May 23rd, 2006 · Posted by Skuds in Life · No Comments · Life

For lunchtime today I completed the set of art galleries within easy reach of Waterloo by mainline rail by visiting Tate Britain.

I still find it hard to call the place 'Tate Britain' as I still think of it as The Tate Gallery, remembering the days before they opened the other three.   Mind you, I still think of the Forum as the Town & Country club and the Carling Hammersmith Apollo as the Hammersmith Odeon.

The last time I went to the Tate it was still the only one, and was still the focal point for ridicule directed at exhibits like the famous pile of bricks. I saw the bricks. Against my expectations I quite liked them, as well as those huge, black canvasses and the Andy Warhol pop art.

The majority of the modern art has now gone to the Tate Modern at Bankside of course, with the exception of some British modern artists. I suppose it makes some sense to put all the modern art in one place and British art in another, but I quite like museums and galleries where there is a wide variety and the prospect of a surprise around the corner.

A lot of Tate Britain is now the 'safe' work of Gainsborough, Stubbs, Constable and Hogarth. I was not very taken with Hogarth and Gainsborough; not really my sort of thing and managed to miss the room with all the Constables in.  Given the time constraints of a lunch hour I also gave the Turners a miss, deciding to make a special visit to that wing at a later date.

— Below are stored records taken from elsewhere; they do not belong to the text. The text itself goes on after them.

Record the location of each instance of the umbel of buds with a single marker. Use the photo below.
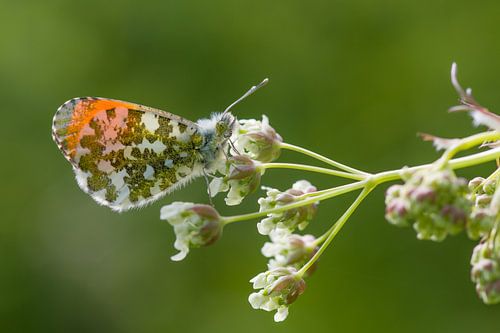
(289, 250)
(486, 269)
(258, 140)
(433, 200)
(486, 205)
(290, 219)
(242, 177)
(279, 288)
(195, 225)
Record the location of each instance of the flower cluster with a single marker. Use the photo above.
(433, 200)
(290, 219)
(279, 288)
(484, 209)
(195, 225)
(242, 177)
(486, 269)
(289, 250)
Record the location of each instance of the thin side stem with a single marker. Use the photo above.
(467, 143)
(311, 168)
(322, 158)
(336, 191)
(336, 228)
(379, 178)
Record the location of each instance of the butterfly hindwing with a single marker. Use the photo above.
(126, 155)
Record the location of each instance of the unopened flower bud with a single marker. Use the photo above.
(289, 249)
(195, 225)
(475, 182)
(289, 219)
(279, 288)
(433, 200)
(485, 208)
(241, 177)
(258, 140)
(485, 271)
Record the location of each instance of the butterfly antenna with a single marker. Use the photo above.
(248, 93)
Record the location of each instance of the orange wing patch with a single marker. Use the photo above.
(74, 116)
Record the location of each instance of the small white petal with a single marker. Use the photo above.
(179, 256)
(256, 300)
(281, 314)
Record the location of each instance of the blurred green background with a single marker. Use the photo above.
(354, 80)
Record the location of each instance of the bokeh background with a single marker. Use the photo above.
(354, 80)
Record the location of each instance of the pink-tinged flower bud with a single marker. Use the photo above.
(433, 200)
(485, 272)
(485, 208)
(289, 250)
(242, 177)
(195, 225)
(278, 288)
(290, 219)
(258, 140)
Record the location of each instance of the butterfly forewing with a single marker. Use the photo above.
(124, 154)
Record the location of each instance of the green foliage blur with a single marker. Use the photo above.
(354, 80)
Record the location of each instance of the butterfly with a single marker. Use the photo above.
(126, 155)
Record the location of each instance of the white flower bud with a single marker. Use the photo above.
(258, 140)
(279, 288)
(289, 219)
(195, 225)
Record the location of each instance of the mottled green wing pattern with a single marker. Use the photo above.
(126, 155)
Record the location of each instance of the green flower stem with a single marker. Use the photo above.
(374, 180)
(336, 191)
(457, 163)
(321, 158)
(467, 143)
(304, 167)
(336, 228)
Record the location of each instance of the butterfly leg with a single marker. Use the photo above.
(208, 187)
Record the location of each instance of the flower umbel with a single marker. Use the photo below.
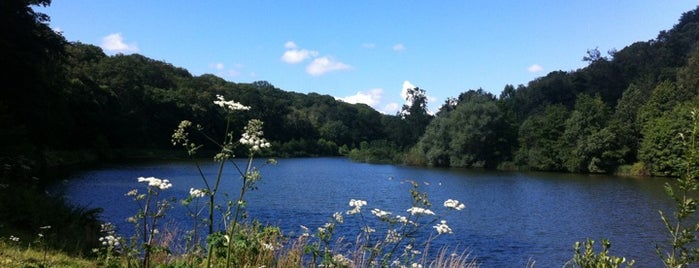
(230, 105)
(196, 193)
(161, 184)
(357, 206)
(420, 211)
(454, 204)
(442, 228)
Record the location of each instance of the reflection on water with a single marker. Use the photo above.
(510, 218)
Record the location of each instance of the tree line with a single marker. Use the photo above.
(622, 112)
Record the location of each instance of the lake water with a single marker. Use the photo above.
(511, 218)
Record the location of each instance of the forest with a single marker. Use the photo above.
(66, 104)
(69, 103)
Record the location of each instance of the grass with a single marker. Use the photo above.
(12, 254)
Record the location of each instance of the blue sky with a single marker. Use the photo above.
(367, 50)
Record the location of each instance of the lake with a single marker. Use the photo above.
(510, 219)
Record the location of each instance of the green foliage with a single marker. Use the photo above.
(682, 248)
(540, 139)
(472, 135)
(661, 150)
(586, 257)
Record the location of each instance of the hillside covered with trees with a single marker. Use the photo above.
(67, 102)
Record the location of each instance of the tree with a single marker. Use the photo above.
(415, 115)
(585, 138)
(540, 141)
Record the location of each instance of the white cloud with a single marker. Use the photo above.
(404, 91)
(115, 43)
(535, 68)
(391, 108)
(294, 55)
(322, 65)
(370, 97)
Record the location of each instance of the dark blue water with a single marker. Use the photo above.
(510, 220)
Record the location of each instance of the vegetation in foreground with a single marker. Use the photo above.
(621, 111)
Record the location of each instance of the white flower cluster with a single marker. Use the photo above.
(420, 211)
(442, 228)
(454, 204)
(342, 261)
(380, 213)
(162, 184)
(230, 105)
(356, 206)
(196, 193)
(403, 220)
(110, 241)
(338, 217)
(253, 136)
(392, 236)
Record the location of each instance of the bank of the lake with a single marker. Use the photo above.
(511, 218)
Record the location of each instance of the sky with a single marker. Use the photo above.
(367, 51)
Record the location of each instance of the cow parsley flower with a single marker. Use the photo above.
(252, 136)
(357, 206)
(109, 241)
(380, 213)
(161, 184)
(196, 193)
(338, 217)
(443, 228)
(420, 211)
(454, 204)
(230, 105)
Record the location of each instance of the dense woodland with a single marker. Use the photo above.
(67, 102)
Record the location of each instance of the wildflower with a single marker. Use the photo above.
(338, 217)
(162, 184)
(267, 246)
(230, 105)
(392, 236)
(420, 211)
(133, 192)
(196, 193)
(454, 204)
(380, 213)
(253, 136)
(109, 241)
(443, 228)
(342, 260)
(357, 206)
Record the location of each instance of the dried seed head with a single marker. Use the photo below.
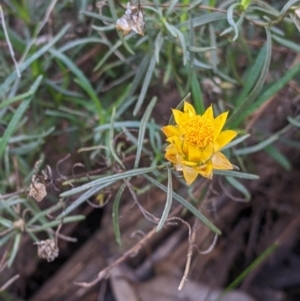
(20, 224)
(37, 190)
(47, 249)
(133, 19)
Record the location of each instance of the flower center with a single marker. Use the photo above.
(198, 131)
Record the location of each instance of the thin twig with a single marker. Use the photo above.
(189, 253)
(134, 250)
(9, 282)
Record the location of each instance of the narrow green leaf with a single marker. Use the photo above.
(278, 157)
(256, 148)
(15, 99)
(5, 86)
(236, 141)
(236, 174)
(214, 60)
(187, 205)
(168, 204)
(55, 223)
(202, 20)
(17, 116)
(144, 122)
(197, 94)
(179, 35)
(108, 180)
(15, 249)
(144, 64)
(231, 21)
(115, 214)
(111, 139)
(236, 118)
(286, 43)
(146, 83)
(85, 196)
(82, 79)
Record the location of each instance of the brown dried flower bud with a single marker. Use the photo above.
(37, 190)
(132, 20)
(47, 249)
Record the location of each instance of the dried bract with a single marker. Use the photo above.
(37, 190)
(47, 249)
(133, 19)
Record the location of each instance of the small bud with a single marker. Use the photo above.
(37, 190)
(132, 20)
(20, 224)
(47, 249)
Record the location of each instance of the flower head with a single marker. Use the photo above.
(196, 141)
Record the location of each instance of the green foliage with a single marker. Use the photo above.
(204, 47)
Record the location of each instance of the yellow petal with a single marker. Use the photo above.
(171, 153)
(207, 153)
(220, 162)
(209, 114)
(219, 123)
(189, 174)
(178, 116)
(189, 109)
(170, 130)
(177, 142)
(206, 170)
(224, 138)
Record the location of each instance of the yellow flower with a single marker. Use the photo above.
(196, 141)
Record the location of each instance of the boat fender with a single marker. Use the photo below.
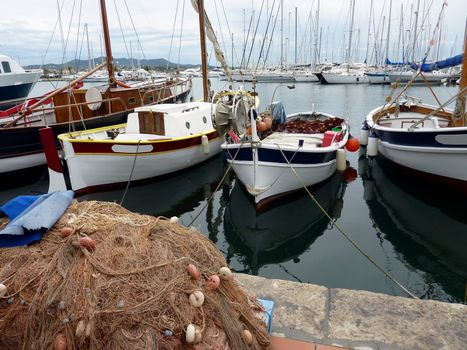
(364, 134)
(372, 148)
(369, 190)
(205, 144)
(341, 162)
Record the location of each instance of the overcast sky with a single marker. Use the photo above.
(33, 31)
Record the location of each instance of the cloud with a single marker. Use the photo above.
(29, 34)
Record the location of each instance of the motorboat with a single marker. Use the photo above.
(15, 82)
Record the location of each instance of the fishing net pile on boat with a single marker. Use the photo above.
(121, 280)
(303, 126)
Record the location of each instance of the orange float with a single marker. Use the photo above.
(352, 144)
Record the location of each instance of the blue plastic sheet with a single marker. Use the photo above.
(31, 216)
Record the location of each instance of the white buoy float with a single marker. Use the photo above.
(341, 162)
(205, 144)
(364, 134)
(372, 148)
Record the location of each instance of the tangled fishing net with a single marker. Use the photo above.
(131, 290)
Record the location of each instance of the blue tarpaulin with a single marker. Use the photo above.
(31, 216)
(429, 67)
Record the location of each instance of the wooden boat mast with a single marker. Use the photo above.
(108, 48)
(460, 117)
(202, 35)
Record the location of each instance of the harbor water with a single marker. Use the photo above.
(413, 231)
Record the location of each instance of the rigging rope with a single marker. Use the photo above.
(347, 236)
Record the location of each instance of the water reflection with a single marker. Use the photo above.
(175, 194)
(280, 233)
(426, 228)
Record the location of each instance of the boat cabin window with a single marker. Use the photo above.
(151, 123)
(6, 67)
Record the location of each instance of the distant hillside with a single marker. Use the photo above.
(154, 63)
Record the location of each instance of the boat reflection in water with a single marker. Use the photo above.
(282, 232)
(171, 195)
(427, 228)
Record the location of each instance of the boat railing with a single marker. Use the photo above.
(157, 91)
(43, 112)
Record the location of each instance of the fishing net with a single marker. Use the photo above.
(131, 292)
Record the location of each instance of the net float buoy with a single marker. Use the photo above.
(213, 282)
(190, 334)
(66, 231)
(193, 271)
(60, 342)
(225, 273)
(87, 242)
(352, 144)
(247, 336)
(198, 335)
(80, 329)
(196, 298)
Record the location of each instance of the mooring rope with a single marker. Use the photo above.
(131, 173)
(346, 235)
(219, 184)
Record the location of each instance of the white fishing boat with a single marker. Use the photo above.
(299, 150)
(156, 140)
(15, 82)
(431, 140)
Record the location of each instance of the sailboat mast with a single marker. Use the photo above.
(202, 35)
(108, 48)
(460, 117)
(415, 31)
(350, 33)
(389, 32)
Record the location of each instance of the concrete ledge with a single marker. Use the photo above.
(360, 319)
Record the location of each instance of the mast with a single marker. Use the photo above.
(203, 50)
(108, 48)
(295, 35)
(282, 34)
(459, 116)
(350, 33)
(415, 31)
(389, 32)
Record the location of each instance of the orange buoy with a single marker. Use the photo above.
(352, 144)
(261, 126)
(349, 174)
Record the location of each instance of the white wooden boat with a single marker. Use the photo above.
(156, 140)
(264, 163)
(15, 82)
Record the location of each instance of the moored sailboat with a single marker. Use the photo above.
(427, 139)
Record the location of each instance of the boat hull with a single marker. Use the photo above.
(332, 78)
(267, 175)
(124, 161)
(21, 147)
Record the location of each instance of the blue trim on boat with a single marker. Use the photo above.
(418, 139)
(275, 156)
(14, 92)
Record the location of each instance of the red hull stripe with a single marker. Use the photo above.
(160, 146)
(50, 149)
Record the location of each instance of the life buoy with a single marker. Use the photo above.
(122, 84)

I did see a few of the more well-known works, like Waterhouse's Lady of Shallot and Millais' Ophelia, but my favourites from today had to be two paintings by Samuel Scott, who I had never heard of, which were views of the Thames painted in 1746. The best title has to be a painting by Joseph Highmore called "VII Pamela in the bedroom with Mrs. Jewkes and Mr B"  It sounds like a link to porn on an 18th Century website. Read the description of the painting and that first impression is not too far off.  That Mr. B sounds like a right nasty piece of work!

The ironic thing for me is that modern art is always so vilified but Turner is so revered, when so many of Turner's works are verging on the abstract.  A couple of his paintings were in the main part of the gallery and they stood out from the rest of the realistic, biscuit-tin lid paintings.

Before leaving the Tate I decided that, if I could be painted by any artist who ever lived, the last person I would want to paint me would be Lucien Freud!  I know he has talent, and his work is not without interest, but he does not like to flatter his subjects does he?

Just time for a reminiscence about the old tate gallery. The first time I went it was in 1978, I think. I had been to see Thin Lizzy the night before and had stayed in town so I decided to see the Dali exhibition before heading back home.  After looking around I went for some refreshments in the cafe downstairs and got talking to a couple I was sharing a table with. It turned out that the male half of the couple had actually marked one of my CSE exam papers – for Mass Media Studies. Small world.